- Developer(s): Runner Duck
- Publisher(s): Curve Digital
- Engine: Unity
- Platform(s): Microsoft Windows, OS X, Xbox One, PlayStation 4, Linux, Nintendo Switch
- Release: Standard EditionWW: Oct 15, 2020; Legendary EditionWW: Oct 21, 2021;
- Genre(s): Strategy, Survival game, Simulation video game, Management sim
- Mode(s): Single-player

= Space Crew =

2020 sim video game

Space Crew is a strategic, survival simulation video game developed by Runner Duck and published by Curve Digital. It was released on Microsoft Windows, OS X, Linux, PlayStation 4, Xbox One and Nintendo Switch on 15 October 2020. It is the sequel to the game Bomber Crew, released in 2017. An update, Space Crew: Legendary Edition, was released in October 2021, which featured a new campaign.
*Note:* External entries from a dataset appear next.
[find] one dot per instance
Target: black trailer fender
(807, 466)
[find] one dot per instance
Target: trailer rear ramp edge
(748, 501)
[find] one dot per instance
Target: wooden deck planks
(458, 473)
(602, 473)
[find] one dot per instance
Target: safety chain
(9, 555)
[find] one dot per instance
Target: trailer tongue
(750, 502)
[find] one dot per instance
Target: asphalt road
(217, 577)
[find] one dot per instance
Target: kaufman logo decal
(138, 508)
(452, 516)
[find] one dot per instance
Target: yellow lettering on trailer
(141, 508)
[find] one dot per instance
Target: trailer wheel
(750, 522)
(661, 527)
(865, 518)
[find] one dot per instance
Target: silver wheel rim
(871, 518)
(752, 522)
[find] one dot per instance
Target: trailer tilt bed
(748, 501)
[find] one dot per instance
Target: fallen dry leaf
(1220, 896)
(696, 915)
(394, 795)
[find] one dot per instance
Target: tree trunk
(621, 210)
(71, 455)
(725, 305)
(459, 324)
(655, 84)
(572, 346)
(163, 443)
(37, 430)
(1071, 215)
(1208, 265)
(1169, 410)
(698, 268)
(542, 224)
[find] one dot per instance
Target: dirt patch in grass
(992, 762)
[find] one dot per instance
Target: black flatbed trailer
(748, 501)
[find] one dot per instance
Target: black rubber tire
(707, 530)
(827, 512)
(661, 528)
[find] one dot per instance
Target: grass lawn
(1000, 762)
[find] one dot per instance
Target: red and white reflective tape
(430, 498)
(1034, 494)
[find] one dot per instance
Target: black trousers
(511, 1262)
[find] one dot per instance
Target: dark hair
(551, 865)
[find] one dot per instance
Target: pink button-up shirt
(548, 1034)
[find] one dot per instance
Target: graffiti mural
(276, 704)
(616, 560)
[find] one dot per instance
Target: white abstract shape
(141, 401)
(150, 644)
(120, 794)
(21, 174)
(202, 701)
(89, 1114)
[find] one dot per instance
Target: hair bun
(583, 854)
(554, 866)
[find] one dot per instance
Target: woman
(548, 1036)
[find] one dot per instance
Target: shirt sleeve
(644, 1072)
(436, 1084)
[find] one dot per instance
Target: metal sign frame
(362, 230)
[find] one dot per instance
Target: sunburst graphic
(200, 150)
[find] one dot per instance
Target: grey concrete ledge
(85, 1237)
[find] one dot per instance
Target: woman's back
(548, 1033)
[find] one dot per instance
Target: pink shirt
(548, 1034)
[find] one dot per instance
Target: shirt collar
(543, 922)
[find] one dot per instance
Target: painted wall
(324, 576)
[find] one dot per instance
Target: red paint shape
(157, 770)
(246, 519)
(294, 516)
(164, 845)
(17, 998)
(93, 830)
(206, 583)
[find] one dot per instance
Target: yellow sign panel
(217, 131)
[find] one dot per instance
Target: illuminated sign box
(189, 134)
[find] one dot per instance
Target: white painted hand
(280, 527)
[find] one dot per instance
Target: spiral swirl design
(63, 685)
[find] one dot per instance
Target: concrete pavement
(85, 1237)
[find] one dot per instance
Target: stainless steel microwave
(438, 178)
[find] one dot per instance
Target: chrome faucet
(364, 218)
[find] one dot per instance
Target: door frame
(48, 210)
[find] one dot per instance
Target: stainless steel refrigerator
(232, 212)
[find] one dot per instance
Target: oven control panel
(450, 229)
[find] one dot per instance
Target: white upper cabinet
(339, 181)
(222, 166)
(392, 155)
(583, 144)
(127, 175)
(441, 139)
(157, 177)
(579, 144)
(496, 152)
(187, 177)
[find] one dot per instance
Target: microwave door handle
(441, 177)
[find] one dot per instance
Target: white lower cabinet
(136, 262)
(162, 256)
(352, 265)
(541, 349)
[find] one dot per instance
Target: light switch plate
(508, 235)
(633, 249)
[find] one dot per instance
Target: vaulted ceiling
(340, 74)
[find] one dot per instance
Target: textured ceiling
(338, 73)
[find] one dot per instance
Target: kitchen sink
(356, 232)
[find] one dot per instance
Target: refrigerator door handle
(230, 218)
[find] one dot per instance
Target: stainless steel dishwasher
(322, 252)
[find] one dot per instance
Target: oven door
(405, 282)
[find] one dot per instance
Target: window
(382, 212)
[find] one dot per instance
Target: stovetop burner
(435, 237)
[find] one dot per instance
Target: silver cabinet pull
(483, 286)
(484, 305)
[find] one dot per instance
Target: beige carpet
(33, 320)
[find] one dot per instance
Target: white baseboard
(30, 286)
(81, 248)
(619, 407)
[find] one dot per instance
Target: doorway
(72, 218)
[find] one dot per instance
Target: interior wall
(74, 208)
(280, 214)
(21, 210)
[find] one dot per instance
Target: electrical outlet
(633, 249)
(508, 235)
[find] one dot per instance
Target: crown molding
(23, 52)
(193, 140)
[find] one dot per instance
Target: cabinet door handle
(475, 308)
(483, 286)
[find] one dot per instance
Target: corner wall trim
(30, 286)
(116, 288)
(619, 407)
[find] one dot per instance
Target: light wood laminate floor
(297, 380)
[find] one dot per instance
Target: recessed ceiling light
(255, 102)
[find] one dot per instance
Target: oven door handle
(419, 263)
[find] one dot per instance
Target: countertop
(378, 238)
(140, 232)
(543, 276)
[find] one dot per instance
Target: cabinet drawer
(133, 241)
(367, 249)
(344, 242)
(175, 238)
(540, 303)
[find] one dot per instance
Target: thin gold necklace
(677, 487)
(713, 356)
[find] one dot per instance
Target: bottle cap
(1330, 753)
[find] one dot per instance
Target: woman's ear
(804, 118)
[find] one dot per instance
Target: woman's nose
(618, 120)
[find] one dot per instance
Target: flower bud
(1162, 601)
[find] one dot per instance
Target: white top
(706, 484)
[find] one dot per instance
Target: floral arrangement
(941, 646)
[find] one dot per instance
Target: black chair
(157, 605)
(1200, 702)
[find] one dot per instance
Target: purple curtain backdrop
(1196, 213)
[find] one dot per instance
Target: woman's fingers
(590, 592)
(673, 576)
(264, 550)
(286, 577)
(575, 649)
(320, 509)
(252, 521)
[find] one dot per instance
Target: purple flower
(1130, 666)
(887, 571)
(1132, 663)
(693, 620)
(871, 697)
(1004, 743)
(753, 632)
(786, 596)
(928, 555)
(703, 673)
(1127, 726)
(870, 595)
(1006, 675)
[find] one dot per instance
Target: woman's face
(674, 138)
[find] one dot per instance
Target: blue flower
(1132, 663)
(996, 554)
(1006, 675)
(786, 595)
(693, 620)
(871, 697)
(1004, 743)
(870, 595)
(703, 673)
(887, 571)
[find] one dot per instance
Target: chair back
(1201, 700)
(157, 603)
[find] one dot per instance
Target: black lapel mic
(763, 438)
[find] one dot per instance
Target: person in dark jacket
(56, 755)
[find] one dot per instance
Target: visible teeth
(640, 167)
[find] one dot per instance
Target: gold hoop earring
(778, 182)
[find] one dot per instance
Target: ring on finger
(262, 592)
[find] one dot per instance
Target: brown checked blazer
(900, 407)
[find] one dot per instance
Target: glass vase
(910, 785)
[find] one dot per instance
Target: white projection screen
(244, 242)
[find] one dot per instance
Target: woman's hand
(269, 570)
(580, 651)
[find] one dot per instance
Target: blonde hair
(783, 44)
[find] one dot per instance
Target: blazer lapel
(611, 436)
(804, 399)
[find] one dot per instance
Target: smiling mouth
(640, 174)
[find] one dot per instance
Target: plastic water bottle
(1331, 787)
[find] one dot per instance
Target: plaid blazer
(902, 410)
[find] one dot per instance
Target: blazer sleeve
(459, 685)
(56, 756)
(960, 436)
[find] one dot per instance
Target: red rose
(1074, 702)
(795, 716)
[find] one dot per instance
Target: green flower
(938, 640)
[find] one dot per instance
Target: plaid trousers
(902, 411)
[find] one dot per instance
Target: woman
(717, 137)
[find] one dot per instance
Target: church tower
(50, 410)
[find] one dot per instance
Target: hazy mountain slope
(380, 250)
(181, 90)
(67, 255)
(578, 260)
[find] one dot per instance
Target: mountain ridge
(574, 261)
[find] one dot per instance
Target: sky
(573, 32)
Space Crew was developed by a team of four developers.

==Gameplay==
The player gives commands to their crew to take them through a campaign of missions set in the Solar System and beyond. New upgrades and equipment become unlocked, and crew members can gain new skills as the game progresses. The Space Crew: Legendary Edition update adds new gameplay features, including missions where the player's crew leave the ship to explore outposts featuring enemies and puzzles.

==Reception==

The game received mixed or average reviews, according to review aggregator Metacritic. Rock Paper Shotgun praised the game's ability to make players feel like they have skillfully averted a major catastrophe while maintaining balanced gameplay, though they criticized an occasional lack of choice in some areas. Although saying that the game is fun when played in bite-sized chunks, PCGamesN compared it negatively to Into the Breach, FTL: Faster Than Light, and Slay the Spire, which the reviewer felt were more fun in longer gameplay sessions. Nintendo Life criticized the game's controls for the Switch and its difficulty, but they enjoyed the in-depth gameplay, art style, and character customization.

Review scores
| Publication | Score |
|---|---|
| Nintendo Life | 7/10 |
| PCGamesN | 7/10 |

==Trivia==
The "Away Team" mode featured in the Legendary Edition expansion was first developed by Jon Wingrove in secret, before revealing it to the rest of the team.